Project Suggestions 2019

Grammatical Error Detection/Correction - Targeting Specific Error Types

Proposer: Chris Bryant
Supervisors: Chris Bryant and Paula Buttery
Resources: BEA-2019 Shared Task Data
Course: Part III or ACS

Description

Grammatical Error Correction is the task of automatically detecting and correcting grammatical errors in text. Although recent work has focused on correcting all error types simultaneously, systems that target specific subsets of error types may be more effective. One of the aims of this project is hence to compare specialised systems against general systems, in terms of detection and/or correction.

There are many different subsets of error types that can be explored, but you should choose from the types in the ERRANT framework (Table 2 or Appendix A). Some example specialised systems might correct only: e.g.

Unnecessary words (U)
Morphology errors (FORM, INFL, NUM, TENSE, ...)
Function words (DET, PREP, ...)

Depending on the subset chosen, a system could be built using rules, language models, classifiers, and/or neural sequence labelling. Since there are many possibilities for different combinations of error type detection/correction systems, several students could undertake different versions of this project.

References

The BEA-2019 shared task on grammatical error correction.
Christopher Bryant, Mariano Felice, Øistein E. Andersen and Ted Briscoe. 2019.

Automatic annotation and evaluation of error types for grammatical error correction.
Christopher Bryant, Mariano Felice, and Ted Briscoe. 2017.

Neural grammatical error correction systems with unsupervised pre-training on synthetic data.
Roman Grundkiewicz, Marcin Junczys-Dowmunt, and Kenneth Heafield. 2019.

The CoNLL-2014 shared task on grammatical error correction.
Hwee Tou Ng, Siew Mei Wu, Ted Briscoe, Christian Hadiwinoto, Raymond Hendy Susanto, Christopher Bryant. 2014.

Unsupervised Error Detection

Proposer: Marek Rei
Supervisors: Chris Bryant, Marek Rei and Paula Buttery
Resources: BEA-2019 Shared Task Data
Course: ACS

Description

Automated systems for detecting errors in learner writing are valuable tools for second language learning and assessment.
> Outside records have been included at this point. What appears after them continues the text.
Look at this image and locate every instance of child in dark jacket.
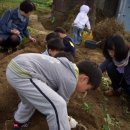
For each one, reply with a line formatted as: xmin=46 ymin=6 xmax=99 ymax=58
xmin=0 ymin=0 xmax=36 ymax=51
xmin=54 ymin=27 xmax=76 ymax=57
xmin=100 ymin=35 xmax=130 ymax=96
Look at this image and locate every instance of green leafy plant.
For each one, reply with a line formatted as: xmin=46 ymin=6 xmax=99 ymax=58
xmin=102 ymin=76 xmax=111 ymax=90
xmin=82 ymin=102 xmax=92 ymax=112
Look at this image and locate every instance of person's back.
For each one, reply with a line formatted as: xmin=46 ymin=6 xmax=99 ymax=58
xmin=9 ymin=53 xmax=76 ymax=100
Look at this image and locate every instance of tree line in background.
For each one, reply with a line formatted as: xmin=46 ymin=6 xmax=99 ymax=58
xmin=0 ymin=0 xmax=53 ymax=14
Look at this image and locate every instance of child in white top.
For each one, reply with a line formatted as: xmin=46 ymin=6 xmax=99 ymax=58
xmin=73 ymin=5 xmax=91 ymax=44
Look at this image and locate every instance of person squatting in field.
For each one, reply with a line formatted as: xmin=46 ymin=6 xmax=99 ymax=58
xmin=6 ymin=53 xmax=102 ymax=130
xmin=0 ymin=0 xmax=36 ymax=52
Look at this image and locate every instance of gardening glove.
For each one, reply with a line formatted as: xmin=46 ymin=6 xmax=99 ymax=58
xmin=68 ymin=116 xmax=78 ymax=128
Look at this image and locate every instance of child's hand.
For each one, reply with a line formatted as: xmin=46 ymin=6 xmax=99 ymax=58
xmin=29 ymin=36 xmax=36 ymax=42
xmin=11 ymin=29 xmax=20 ymax=35
xmin=68 ymin=116 xmax=78 ymax=128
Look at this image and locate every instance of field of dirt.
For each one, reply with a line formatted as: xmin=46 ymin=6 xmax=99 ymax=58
xmin=0 ymin=14 xmax=130 ymax=130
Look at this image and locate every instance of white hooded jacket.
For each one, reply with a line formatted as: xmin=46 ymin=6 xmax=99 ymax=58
xmin=74 ymin=5 xmax=91 ymax=29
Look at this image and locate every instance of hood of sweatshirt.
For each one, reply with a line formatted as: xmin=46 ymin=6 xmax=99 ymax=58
xmin=80 ymin=5 xmax=90 ymax=14
xmin=57 ymin=57 xmax=77 ymax=78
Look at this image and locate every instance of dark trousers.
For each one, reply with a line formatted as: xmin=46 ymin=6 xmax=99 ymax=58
xmin=106 ymin=62 xmax=130 ymax=95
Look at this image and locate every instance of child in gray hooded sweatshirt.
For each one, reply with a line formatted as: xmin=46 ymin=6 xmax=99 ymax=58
xmin=6 ymin=53 xmax=101 ymax=130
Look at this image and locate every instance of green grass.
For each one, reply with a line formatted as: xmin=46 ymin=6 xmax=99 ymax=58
xmin=0 ymin=0 xmax=53 ymax=15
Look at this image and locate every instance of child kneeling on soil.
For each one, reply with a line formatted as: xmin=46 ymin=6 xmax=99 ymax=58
xmin=41 ymin=32 xmax=61 ymax=55
xmin=0 ymin=0 xmax=36 ymax=52
xmin=6 ymin=53 xmax=101 ymax=130
xmin=54 ymin=27 xmax=76 ymax=57
xmin=100 ymin=35 xmax=130 ymax=107
xmin=42 ymin=38 xmax=64 ymax=57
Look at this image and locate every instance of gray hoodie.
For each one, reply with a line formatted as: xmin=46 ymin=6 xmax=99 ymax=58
xmin=8 ymin=53 xmax=77 ymax=102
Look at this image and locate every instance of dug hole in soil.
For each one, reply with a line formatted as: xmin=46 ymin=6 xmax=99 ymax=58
xmin=0 ymin=14 xmax=129 ymax=130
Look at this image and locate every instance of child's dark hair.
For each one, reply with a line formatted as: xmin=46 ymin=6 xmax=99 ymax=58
xmin=20 ymin=0 xmax=36 ymax=13
xmin=54 ymin=27 xmax=66 ymax=34
xmin=54 ymin=51 xmax=74 ymax=62
xmin=103 ymin=35 xmax=129 ymax=61
xmin=46 ymin=32 xmax=59 ymax=42
xmin=77 ymin=60 xmax=102 ymax=89
xmin=47 ymin=38 xmax=64 ymax=51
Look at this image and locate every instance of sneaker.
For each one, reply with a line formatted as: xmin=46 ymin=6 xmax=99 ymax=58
xmin=12 ymin=121 xmax=29 ymax=130
xmin=104 ymin=90 xmax=121 ymax=97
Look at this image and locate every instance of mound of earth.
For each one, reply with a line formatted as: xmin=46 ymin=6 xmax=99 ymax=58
xmin=0 ymin=14 xmax=129 ymax=130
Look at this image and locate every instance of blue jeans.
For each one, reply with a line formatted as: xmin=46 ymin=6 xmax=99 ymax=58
xmin=73 ymin=26 xmax=83 ymax=44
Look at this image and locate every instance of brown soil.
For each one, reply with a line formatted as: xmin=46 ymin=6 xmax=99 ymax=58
xmin=0 ymin=15 xmax=129 ymax=130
Previous work has mostly treated error detection as a supervised sequence labeling task, requiring manually annotated training corpora (Rei & Yannakoudakis 2016, Rei 2017, Rei et al. 2017, Kasewa et al. 2018, Bell et al. 2019). Some recent work has also explored error correction and detection without training data, but relying on hand-curated lexicons of all possible word forms (Bryant & Briscoe 2018, Stahlberg et al. 2019). In this project, we will explore fully unsupervised error detection, using only unannotated corpora and methods that can also be applied to other languages where no error detection corpora are available.

One possible strategy is to construct a neural error detection model, provide it with various information learned from plain text corpora, and train it to be a discriminative error detector using synthetic data. Several components and extensions can be investigated:

Pre-trained contextual word representations (BERT, ELMo, Flair, etc).
Language models (GPT-2, LSTM-LM, Kneser-Ney, etc).
Different methods for constructing synthetic data.
Word and phrase occurrence statistics in different corpora.
Features from other existing tools (POS taggers, parsers).

References

Compositional sequence labeling models for error detection in learner writing.
Marek Rei and Helen Yannakoudakis. 2016.

Semi-supervised multitask learning for sequence labeling.
Marek Rei. 2017.

Artificial error generation with machine translation and syntactic patterns.
Marek Rei, Mariano Felice, Zheng Yuan and Ted Briscoe. 2017.

Wronging a right: Generating better errors to improve grammatical error detection.
Sudhanshu Kasewa, Pontus Stenetorp, Sebastian Riedel. 2018.

Context is key: Grammatical error detection with contextual word representations.
Samuel Bell, Helen Yannakoudakis and Marek Rei. 2019.

Language model based grammatical error correction without annotated training data.
Christopher Bryant and Ted Briscoe. 2018.

Neural grammatical error correction with finite state transducers.
Felix Stahlberg, Christopher Bryant, Bill Byrne. 2019.